I'm routinely attacked by lefties who say "Are you kidding? This country's going to hell."
I don't have much to say in response, because for all the ups and downs of politics, and for all the injustices that mar our history, no other nation has made as many strides toward providing equality and opportunity for more people in history, and our foreign policy has been the savior of the world for more than a half century. Who're ya gonna call? You know?
In any case, it turns out Susan Neiman's got a new book, Moral Clarity, that puts these things in perspective. In Gary Rosen's review, at the Wall Street Journal, he suggests Neiman's work is "A Reading List For Democrats":
The seemingly endless contest between Barack Obama and Hillary Clinton is, among other things, a referendum on that perennial question: What ails the American left? Is the problem a failure to offer clear alternatives to the corporate coziness of the Republicans, or is it a lack of cultural and religious sympathy with the heartland? Is it a matter of substance or style, of insufficiently "progressive" policies or bicoastal swagger? To this stale discussion Susan Neiman brings a new thought: The problem with our liberal elites, she insists, is lame metaphysics – a lack of philosophical nerve. What they need is a bracing dose of the Great Books.I can hear the criticism of this thesis now: It's all a bunch of "dead white males," that this is Straussian totalitarianism, or that conservative academics are nothing more than classicist chicken hawks.
An American philosophy professor who directs the Einstein Forum in Potsdam, Germany, Ms. Neiman is a subtle and energetic guide to the unjustly maligned Western "canon." But she is not some kind of scold or stodgy traditionalist, wagging a disapproving finger at our fall from a golden age. She is, in fact, a self-conscious woman of the left. She knows that our own debates over political and economic fundamentals have intellectual pedigrees worth learning, even at the cost of long hours spent among the most formidable of dead white European males. Her interest in the Bible and Plato, Hobbes and Burke, Hume and Rousseau springs not from nostalgia or an itch to debunk but from a need to think well in the present.
The task that Ms. Neiman sets for herself in "Moral Clarity" is to rescue today's political left from its own philosophical handicaps. How can it be, she wonders, that "moral clarity" has come to be a catchphrase of conservatives while eliciting the knowing sneers of liberals? Why are irony, detachment and pessimism the favored modes of supposed sophisticates? Why is there such a fear of being "judgmental"? What has made firmly asserted ideals seem naïve if not dangerous?

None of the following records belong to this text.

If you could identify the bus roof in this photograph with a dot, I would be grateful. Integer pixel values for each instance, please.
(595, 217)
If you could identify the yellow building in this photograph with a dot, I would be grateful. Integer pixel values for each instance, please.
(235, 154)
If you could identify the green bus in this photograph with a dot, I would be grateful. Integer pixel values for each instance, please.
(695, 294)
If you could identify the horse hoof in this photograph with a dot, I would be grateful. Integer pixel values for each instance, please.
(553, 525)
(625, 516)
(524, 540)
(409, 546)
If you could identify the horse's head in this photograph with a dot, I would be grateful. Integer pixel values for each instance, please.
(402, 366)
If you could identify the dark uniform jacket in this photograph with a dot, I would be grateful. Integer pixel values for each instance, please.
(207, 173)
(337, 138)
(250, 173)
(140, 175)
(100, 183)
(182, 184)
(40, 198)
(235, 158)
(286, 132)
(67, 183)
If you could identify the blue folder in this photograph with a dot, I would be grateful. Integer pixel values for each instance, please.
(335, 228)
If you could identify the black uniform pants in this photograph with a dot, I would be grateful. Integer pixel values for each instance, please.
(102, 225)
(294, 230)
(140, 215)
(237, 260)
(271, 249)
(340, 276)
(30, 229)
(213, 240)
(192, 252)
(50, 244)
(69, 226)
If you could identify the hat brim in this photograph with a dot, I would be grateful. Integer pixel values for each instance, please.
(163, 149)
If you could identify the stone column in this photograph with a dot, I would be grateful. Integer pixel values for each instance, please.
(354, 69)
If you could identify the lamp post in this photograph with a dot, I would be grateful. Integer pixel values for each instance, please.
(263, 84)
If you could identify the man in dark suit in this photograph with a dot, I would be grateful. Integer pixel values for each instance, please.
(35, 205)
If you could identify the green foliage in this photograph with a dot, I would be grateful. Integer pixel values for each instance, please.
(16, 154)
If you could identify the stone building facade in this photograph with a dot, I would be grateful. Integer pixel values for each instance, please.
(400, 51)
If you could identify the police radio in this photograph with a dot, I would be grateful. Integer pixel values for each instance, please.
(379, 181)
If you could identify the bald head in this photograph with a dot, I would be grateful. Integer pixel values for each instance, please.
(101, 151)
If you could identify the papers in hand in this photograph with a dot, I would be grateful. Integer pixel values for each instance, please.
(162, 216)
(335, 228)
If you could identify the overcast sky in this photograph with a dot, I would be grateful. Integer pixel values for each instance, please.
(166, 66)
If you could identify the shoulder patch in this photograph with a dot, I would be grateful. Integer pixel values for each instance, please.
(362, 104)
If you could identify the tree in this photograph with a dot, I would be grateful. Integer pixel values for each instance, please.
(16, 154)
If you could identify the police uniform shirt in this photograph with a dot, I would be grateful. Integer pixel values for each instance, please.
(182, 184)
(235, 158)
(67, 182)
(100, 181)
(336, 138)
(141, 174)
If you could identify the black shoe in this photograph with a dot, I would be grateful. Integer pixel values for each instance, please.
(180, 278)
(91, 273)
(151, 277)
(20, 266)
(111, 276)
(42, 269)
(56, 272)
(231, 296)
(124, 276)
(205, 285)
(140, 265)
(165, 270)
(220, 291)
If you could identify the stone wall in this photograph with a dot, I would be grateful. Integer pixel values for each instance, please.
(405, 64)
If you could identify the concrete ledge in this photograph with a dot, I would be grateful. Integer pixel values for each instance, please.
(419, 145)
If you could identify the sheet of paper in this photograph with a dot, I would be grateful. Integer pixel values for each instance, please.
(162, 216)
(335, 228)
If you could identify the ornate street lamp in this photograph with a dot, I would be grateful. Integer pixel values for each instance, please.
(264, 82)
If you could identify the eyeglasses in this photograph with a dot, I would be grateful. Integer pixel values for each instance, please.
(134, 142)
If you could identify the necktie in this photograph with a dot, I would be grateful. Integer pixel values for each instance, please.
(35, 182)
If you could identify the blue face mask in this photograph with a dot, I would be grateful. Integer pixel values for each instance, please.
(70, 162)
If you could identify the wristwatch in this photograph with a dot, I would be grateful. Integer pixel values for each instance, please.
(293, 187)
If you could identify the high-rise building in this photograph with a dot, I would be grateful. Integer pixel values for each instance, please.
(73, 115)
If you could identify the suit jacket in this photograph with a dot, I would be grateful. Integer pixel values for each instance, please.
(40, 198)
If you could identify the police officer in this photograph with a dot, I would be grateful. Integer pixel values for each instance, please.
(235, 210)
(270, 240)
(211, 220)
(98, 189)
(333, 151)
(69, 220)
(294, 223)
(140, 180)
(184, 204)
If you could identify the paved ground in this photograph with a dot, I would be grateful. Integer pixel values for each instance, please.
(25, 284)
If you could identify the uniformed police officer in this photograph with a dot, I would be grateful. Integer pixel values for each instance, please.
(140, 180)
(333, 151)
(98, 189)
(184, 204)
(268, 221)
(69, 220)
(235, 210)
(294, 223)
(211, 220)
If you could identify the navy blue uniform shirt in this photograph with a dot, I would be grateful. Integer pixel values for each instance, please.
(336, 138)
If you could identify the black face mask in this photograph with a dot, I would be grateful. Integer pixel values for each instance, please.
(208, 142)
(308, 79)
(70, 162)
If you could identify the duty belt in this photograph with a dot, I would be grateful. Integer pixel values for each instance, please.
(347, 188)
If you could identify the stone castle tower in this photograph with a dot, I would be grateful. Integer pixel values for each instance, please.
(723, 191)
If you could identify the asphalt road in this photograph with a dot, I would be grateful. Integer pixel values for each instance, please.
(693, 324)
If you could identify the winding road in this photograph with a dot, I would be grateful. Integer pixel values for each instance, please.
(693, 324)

Ms. Neiman points to many factors in the left's retreat from universal principles. The demise of socialism has played a role, as has despair over the Bush administration and the war in Iraq. But the real source, she suggests, is a "conceptual collapse," a self-destructive descent into identity politics, postmodern theory and victimology. Her peers have become paralyzed, she writes, by the view that moral judgments are, ultimately, little more than "a hypocritical attempt to assert arbitrary power over those with whom you disagree."
What I don't see among hard-left partisans in a grounding in universal values and conceptions of the ultimate good of the cosmos, secular or spirtual.
So, yes, there's a need for more reflection, for a weighing of costs and sacrifices for the purpose of a larger vision of the trajectory of human morality.
I don't think the Democrats embody that drive to deeper reflection.